GapRollForward

class tscv.GapRollForward(*, min_train_size=0, max_train_size=inf, min_test_size=1, max_test_size=1, gap_size=0, roll_size=None)[source]

A more flexible and thus powerful version of walk forward

New in version 0.1.

Provides train/test indices to split time series data samples that are observed at fixed time intervals, in train/test sets. In each split, test indices must be higher than before.

Parameters
min_train_sizeint, default=0

Minimum size for the training set.

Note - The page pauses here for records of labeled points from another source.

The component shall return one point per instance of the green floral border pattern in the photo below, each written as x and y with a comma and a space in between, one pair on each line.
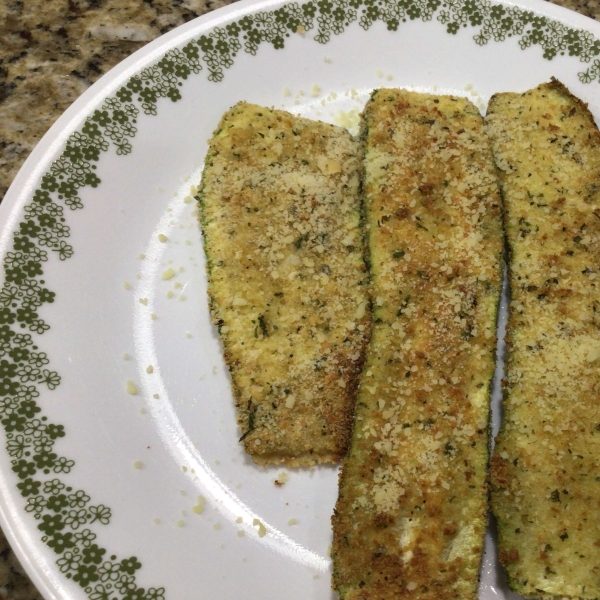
66, 515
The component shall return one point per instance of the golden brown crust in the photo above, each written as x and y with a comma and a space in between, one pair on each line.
411, 512
280, 211
544, 490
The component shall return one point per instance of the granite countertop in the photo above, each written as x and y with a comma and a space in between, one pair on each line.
51, 51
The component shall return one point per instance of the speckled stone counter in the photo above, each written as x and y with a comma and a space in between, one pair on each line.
50, 52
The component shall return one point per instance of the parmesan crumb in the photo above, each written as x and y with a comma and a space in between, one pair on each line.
281, 479
262, 530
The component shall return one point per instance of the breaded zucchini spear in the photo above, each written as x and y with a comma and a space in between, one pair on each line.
546, 464
280, 212
411, 513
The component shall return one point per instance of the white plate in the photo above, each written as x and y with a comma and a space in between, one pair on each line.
124, 473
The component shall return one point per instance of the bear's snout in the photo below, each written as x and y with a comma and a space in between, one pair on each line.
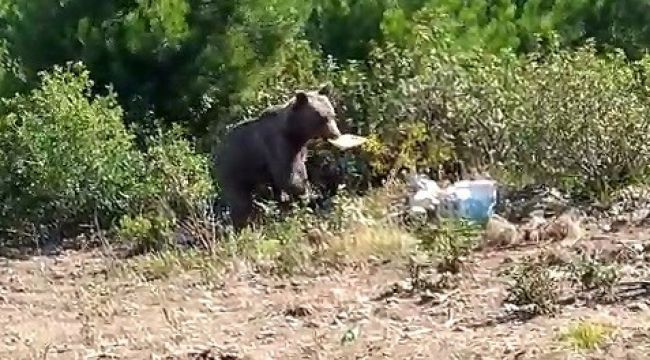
331, 130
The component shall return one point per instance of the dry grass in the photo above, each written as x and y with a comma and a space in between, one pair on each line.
176, 303
381, 241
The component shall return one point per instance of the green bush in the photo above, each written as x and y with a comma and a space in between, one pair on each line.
66, 159
64, 154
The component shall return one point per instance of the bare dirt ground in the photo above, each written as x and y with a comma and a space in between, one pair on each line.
70, 307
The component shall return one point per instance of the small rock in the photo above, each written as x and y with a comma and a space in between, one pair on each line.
638, 307
299, 311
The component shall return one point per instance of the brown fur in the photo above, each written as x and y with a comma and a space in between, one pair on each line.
272, 150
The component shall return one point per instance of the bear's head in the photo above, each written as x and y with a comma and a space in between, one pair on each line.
311, 115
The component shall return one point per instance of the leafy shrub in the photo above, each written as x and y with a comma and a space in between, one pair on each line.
64, 154
533, 285
148, 231
449, 241
593, 273
176, 172
66, 159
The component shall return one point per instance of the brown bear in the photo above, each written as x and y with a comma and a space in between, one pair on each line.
272, 150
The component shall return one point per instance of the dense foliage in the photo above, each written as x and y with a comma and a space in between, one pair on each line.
534, 87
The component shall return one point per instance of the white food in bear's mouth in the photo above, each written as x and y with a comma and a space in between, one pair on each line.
347, 141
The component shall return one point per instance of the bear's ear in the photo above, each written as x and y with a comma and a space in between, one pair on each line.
325, 89
301, 98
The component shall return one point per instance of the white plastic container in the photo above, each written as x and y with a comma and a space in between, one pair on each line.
472, 199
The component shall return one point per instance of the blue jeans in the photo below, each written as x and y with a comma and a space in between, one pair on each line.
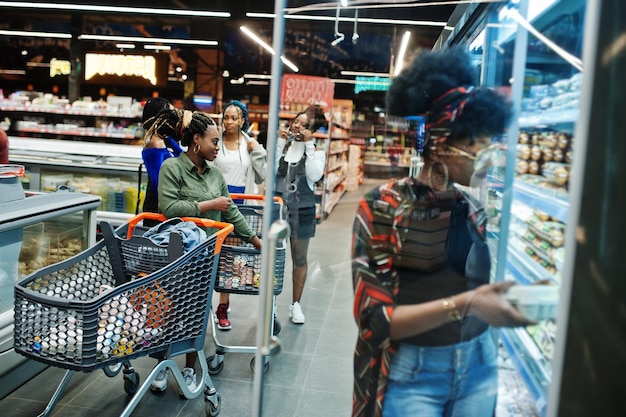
449, 381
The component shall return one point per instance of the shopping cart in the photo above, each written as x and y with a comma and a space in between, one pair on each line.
239, 273
123, 298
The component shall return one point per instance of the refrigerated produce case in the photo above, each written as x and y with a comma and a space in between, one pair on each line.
111, 171
531, 50
36, 230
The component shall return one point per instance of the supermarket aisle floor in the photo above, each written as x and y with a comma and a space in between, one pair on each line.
311, 376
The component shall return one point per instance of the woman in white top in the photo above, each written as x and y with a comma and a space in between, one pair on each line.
242, 161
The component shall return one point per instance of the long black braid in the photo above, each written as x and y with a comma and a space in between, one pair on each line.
174, 123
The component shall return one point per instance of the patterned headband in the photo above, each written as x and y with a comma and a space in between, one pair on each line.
448, 107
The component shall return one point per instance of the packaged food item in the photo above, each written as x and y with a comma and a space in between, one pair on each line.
536, 302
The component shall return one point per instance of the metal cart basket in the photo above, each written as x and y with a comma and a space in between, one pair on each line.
121, 299
239, 273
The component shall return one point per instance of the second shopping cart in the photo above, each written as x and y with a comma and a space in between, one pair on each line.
239, 273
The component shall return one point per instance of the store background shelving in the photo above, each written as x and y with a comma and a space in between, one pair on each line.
48, 116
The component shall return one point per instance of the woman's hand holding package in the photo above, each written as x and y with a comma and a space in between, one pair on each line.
488, 302
221, 203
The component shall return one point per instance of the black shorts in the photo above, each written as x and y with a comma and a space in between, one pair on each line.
302, 222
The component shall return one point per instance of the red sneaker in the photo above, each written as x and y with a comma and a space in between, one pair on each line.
222, 317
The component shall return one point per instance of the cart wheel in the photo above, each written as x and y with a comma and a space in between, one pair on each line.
112, 370
131, 383
266, 365
213, 409
277, 326
215, 364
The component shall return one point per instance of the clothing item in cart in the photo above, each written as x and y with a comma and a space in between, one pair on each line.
191, 234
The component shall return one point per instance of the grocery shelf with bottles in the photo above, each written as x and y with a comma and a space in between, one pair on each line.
44, 115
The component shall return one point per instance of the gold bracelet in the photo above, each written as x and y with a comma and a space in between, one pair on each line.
450, 307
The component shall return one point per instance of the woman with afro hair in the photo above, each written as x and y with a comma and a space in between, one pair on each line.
423, 302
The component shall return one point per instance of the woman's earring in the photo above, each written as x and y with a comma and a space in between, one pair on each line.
446, 175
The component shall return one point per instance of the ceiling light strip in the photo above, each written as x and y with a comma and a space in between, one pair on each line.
365, 74
114, 9
146, 40
401, 53
35, 34
158, 47
268, 48
351, 19
258, 76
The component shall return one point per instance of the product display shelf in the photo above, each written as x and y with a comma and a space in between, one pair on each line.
528, 360
107, 170
89, 121
531, 195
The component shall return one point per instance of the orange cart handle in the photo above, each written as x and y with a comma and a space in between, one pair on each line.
234, 196
225, 228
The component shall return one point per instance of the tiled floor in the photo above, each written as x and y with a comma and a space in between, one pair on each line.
311, 376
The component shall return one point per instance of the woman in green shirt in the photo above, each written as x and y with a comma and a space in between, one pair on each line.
189, 186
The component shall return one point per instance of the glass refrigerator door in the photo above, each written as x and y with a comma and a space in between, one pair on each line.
533, 49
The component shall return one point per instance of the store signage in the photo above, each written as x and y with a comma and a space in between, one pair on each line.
300, 91
119, 65
371, 84
59, 67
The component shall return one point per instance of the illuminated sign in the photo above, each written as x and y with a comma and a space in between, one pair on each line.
371, 84
300, 91
144, 66
59, 67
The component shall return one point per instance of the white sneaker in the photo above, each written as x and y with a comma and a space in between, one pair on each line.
160, 383
190, 379
295, 313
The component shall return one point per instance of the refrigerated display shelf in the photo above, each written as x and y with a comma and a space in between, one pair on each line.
531, 364
526, 270
551, 117
538, 198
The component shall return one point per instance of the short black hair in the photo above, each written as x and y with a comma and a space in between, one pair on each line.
151, 110
170, 123
244, 112
432, 74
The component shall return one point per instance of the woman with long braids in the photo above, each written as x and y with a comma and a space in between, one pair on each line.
156, 149
243, 162
421, 267
299, 167
190, 186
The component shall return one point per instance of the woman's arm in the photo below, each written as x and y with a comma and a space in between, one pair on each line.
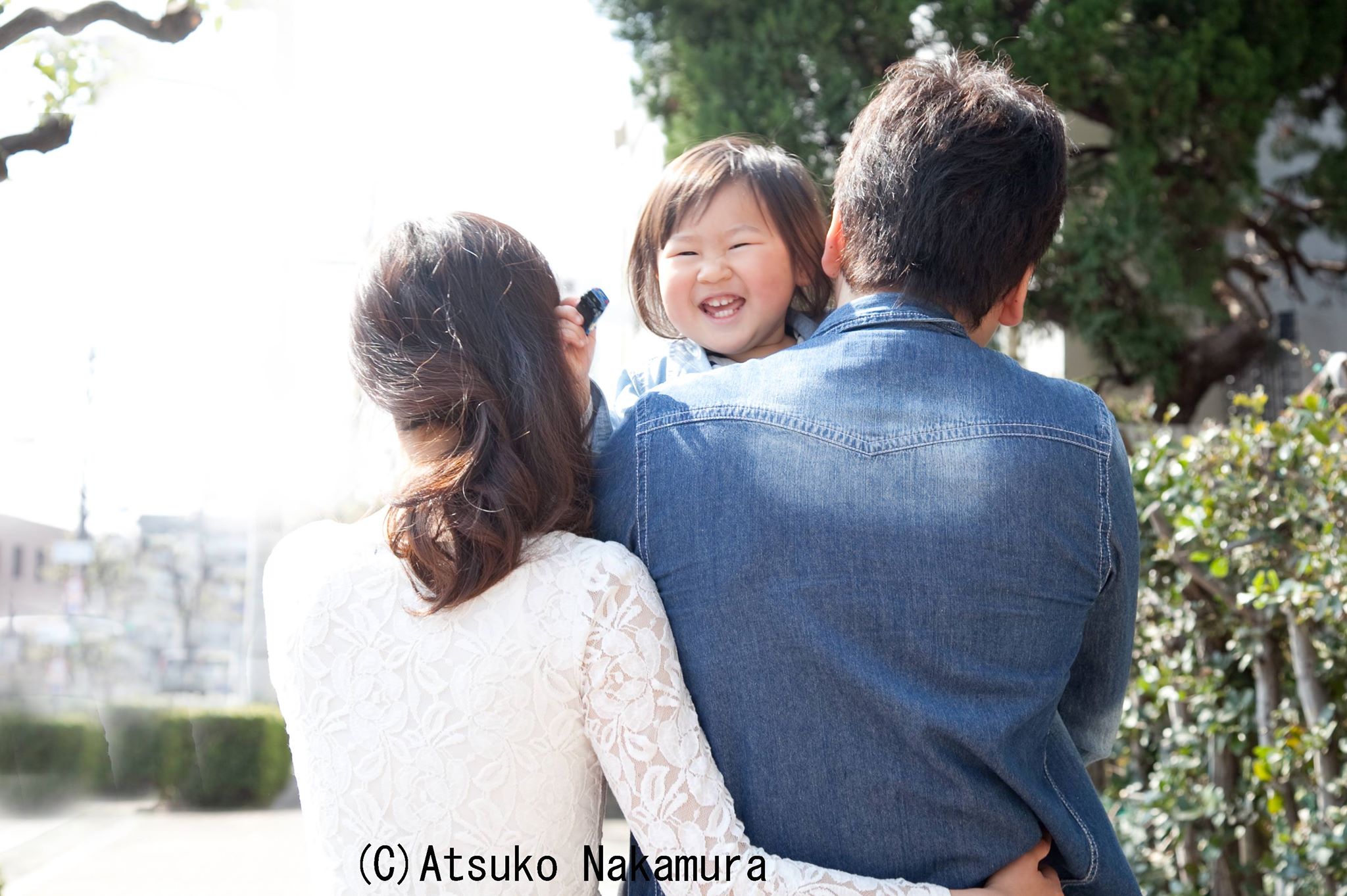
644, 730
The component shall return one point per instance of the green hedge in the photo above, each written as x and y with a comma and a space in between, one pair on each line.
224, 759
1230, 779
45, 761
195, 758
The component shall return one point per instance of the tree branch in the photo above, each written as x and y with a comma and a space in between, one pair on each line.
51, 133
1307, 208
173, 27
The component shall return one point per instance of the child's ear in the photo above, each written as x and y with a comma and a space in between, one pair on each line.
833, 245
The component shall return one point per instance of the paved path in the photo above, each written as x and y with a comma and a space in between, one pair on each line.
131, 848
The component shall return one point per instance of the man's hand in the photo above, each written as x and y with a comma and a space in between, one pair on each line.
577, 348
1021, 878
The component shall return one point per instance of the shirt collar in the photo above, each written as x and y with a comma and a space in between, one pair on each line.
887, 307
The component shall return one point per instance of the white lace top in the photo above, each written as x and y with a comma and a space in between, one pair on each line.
492, 726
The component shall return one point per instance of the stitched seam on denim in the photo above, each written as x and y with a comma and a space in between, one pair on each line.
864, 447
1094, 848
869, 318
808, 427
641, 478
1106, 523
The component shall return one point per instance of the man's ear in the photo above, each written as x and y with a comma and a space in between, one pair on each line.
833, 245
1012, 307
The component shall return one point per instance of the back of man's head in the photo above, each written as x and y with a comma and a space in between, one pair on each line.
951, 185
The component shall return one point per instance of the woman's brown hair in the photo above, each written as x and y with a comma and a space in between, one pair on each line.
781, 185
454, 331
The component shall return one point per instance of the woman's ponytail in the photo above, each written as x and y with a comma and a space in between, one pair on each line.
454, 335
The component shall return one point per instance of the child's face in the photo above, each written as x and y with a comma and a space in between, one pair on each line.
726, 277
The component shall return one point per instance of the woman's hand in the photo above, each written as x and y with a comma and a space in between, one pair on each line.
577, 348
1021, 878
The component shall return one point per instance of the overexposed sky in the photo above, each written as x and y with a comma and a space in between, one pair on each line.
204, 226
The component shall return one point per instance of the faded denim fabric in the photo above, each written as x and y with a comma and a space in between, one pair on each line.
902, 572
679, 358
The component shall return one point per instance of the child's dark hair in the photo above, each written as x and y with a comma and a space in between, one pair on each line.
951, 185
791, 202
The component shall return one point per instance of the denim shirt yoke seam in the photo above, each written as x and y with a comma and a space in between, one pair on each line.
853, 442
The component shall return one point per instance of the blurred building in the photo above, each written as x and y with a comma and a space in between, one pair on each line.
26, 584
33, 605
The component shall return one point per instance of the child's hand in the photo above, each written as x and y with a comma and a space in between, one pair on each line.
577, 348
1021, 878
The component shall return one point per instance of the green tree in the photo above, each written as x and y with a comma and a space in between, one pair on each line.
1169, 243
1229, 775
74, 68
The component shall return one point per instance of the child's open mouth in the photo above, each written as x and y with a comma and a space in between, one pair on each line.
722, 307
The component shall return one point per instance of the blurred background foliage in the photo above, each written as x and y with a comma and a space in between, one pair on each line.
1171, 240
1229, 778
201, 758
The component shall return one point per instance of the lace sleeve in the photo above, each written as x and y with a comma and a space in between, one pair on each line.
644, 730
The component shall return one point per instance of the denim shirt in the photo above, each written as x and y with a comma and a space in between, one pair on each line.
679, 358
902, 572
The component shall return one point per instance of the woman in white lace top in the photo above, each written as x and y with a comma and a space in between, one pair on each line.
461, 672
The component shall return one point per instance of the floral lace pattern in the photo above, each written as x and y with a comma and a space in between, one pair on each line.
491, 726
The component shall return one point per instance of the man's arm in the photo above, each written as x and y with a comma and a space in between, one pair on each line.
1091, 705
614, 486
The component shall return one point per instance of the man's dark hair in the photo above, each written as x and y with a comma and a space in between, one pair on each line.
951, 185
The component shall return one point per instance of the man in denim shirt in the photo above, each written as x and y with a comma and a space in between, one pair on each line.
902, 571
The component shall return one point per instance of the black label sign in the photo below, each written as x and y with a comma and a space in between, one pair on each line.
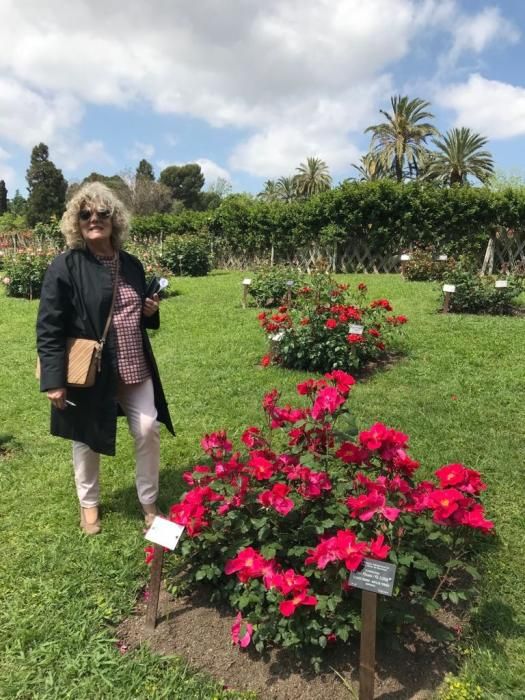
375, 576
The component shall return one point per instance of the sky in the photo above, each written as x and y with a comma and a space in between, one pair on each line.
245, 88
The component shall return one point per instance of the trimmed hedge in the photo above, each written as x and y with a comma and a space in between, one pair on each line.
187, 256
386, 215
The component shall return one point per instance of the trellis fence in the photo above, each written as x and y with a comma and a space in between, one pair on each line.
505, 252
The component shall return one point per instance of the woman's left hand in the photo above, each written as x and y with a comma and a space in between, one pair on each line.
151, 306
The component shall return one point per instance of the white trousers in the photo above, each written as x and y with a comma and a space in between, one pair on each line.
137, 402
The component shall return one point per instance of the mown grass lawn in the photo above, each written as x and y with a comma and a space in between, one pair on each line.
458, 394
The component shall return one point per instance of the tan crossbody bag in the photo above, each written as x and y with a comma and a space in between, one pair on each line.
84, 356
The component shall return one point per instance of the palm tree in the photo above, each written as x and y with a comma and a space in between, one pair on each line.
370, 168
402, 137
312, 177
459, 154
287, 188
270, 192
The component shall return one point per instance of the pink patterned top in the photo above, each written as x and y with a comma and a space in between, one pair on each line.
127, 315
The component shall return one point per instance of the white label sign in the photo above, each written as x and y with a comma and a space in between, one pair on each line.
164, 532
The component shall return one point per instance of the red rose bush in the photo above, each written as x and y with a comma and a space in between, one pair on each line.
329, 327
275, 529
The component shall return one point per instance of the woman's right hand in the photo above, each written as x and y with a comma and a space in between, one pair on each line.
57, 398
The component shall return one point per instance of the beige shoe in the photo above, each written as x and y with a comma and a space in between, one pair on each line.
88, 523
150, 513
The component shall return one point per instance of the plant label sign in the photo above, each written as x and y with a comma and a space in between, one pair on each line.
165, 533
376, 576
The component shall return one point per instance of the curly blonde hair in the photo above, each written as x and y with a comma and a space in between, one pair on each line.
94, 194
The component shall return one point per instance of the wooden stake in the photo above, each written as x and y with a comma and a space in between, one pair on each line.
367, 659
154, 587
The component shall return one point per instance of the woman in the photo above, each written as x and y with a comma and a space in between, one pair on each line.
76, 300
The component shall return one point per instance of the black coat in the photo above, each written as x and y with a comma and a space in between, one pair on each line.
75, 302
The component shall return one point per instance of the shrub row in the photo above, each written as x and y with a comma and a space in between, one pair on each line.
329, 327
385, 215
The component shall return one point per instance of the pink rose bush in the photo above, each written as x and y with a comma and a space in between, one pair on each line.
276, 528
330, 327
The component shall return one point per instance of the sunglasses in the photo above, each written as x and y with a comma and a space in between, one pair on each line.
86, 214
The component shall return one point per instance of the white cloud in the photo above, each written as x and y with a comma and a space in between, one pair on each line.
493, 108
7, 173
299, 76
212, 171
171, 140
476, 32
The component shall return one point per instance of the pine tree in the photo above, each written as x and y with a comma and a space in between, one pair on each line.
3, 198
46, 186
185, 183
145, 171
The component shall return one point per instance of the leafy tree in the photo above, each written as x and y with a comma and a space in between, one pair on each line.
145, 171
401, 139
46, 186
215, 193
185, 183
460, 154
312, 177
3, 197
221, 186
115, 182
371, 168
287, 188
270, 193
17, 205
145, 196
209, 200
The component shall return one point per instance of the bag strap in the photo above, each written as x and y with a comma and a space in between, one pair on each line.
115, 285
108, 321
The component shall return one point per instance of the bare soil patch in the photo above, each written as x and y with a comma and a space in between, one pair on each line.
199, 632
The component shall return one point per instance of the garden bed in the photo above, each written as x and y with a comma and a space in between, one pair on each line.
193, 628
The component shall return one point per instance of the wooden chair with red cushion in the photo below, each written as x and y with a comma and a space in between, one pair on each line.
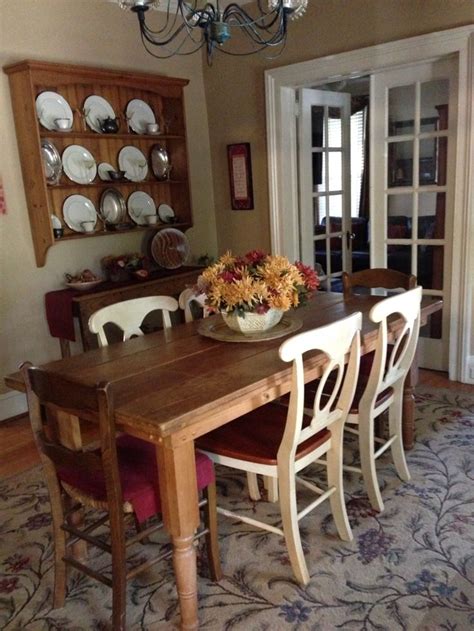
116, 480
377, 278
279, 442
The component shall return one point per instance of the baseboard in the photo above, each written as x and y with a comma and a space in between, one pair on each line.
12, 404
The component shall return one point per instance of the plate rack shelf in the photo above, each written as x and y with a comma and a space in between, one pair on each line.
75, 83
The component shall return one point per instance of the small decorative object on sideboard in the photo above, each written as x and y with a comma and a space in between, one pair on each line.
123, 267
83, 280
253, 292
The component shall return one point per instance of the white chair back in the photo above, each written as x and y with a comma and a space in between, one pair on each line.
185, 300
337, 341
129, 315
392, 373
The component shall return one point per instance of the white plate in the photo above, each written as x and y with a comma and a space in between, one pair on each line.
170, 248
139, 205
79, 164
96, 108
51, 105
103, 171
166, 213
133, 162
76, 210
55, 222
139, 114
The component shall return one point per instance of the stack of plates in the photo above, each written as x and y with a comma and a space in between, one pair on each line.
170, 248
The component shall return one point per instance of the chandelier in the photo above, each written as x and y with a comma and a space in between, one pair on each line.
187, 26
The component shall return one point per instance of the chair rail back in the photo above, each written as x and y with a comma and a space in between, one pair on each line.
383, 373
128, 315
338, 341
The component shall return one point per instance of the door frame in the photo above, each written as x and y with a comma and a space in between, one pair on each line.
280, 89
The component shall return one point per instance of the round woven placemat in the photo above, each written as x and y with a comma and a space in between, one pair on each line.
218, 330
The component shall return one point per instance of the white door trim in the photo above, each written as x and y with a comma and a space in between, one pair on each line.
281, 84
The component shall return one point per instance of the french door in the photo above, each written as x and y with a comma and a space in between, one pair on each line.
324, 182
413, 147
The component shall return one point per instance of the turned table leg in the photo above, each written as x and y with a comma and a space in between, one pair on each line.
179, 497
408, 422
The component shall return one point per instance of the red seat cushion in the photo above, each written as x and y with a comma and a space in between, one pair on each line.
256, 436
138, 475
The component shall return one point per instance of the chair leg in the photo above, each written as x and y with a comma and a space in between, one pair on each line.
395, 429
119, 583
59, 536
212, 542
252, 484
335, 479
367, 460
289, 514
271, 486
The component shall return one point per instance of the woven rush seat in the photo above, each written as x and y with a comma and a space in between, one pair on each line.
256, 436
138, 476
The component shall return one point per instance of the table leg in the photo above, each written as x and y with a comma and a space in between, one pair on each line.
179, 497
408, 422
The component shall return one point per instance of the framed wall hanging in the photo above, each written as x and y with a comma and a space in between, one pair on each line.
240, 174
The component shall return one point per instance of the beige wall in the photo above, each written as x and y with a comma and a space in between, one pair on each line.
97, 33
236, 98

Can be 0.

max_train_sizeint, default=np.inf

Maximum size for the training set, aka the window.

min_test_sizeint, default=1

Minimum size for the test set. Will stop rolling when there are not enough remaining data samples.

max_test_sizeint, default=1

Maximum size for the test set. Set it to a small number so that each split will not use up the whole sample.

gap_sizeint, default=0

The gap between the training set and the test set.

roll_sizeint, default=`max_test_size`

The length by which each split move forward. The default value ensures that each data sample is test for at most once. A smaller value allows overlapped test sets. It has a similar flavor with rolling back but with the opposite direction.

Examples

>>> import numpy as np
>>> from tscv import GapRollForward
>>> X = np.array([[1, 2], [3, 4], [1, 2], [3, 4], [1, 2], [3, 4]])
>>> y = np.array([1, 2, 3, 4, 5, 6])
>>> cv = GapRollForward()
>>> print(cv)
GapRollForward(gap_size=0, max_test_size=1, max_train_size=inf,
        min_test_size=1, min_train_size=0, roll_size=1)
>>> for train_index, test_index in cv.split(X):
...    print("TRAIN:", train_index, "TEST:", test_index)
...    X_train, X_test = X[train_index], X[test_index]
...    y_train, y_test = y[train_index], y[test_index]
TRAIN: [] TEST: [0]
TRAIN: [0] TEST: [1]
TRAIN: [0 1] TEST: [2]
TRAIN: [0 1 2] TEST: [3]
TRAIN: [0 1 2 3] TEST: [4]
TRAIN: [0 1 2 3 4] TEST: [5]
>>> X = np.random.randn(10, 2)
>>> y = np.random.randn(10)
>>> cv = GapRollForward(min_train_size=1, max_train_size=3,
...                     min_test_size=1, max_test_size=3,
...                     gap_size=2, roll_size=2)
>>> for train_index, test_index in cv.split(X):
...    print("TRAIN:", train_index, "TEST:", test_index)
...    X_train, X_test = X[train_index], X[test_index]
...    y_train, y_test = y[train_index], y[test_index]
TRAIN: [0] TEST: [3 4 5]
TRAIN: [0 1 2] TEST: [5 6 7]
TRAIN: [2 3 4] TEST: [7 8 9]
TRAIN: [4 5 6] TEST: [9]
get_n_splits(X=None, y=None, groups=None)[source]

Returns the number of splitting iterations in the cross-validator

Parameters
Xarray-like, shape (n_samples, n_features)

Training data, where n_samples is the number of samples and n_features is the number of features.

yobject

Always ignored, exists for compatibility.

groupsobject

Always ignored, exists for compatibility.

Returns
n_splitsint

Returns the number of splitting iterations in the cross-validator.

split(X, y=None, groups=None)[source]

Generate indices to split data into training and test set.

Parameters
Xarray-like, shape (n_samples, n_features)

Training data, where n_samples is the number of samples and n_features is the number of features.

yarray-like, shape (n_samples,)

Always ignored, exists for compatibility.

groupsarray-like, with shape (n_samples,)

Always ignored, exists for compatibility.

Yields
trainndarray

The training set indices for that split.

testndarray

The testing set indices for that split.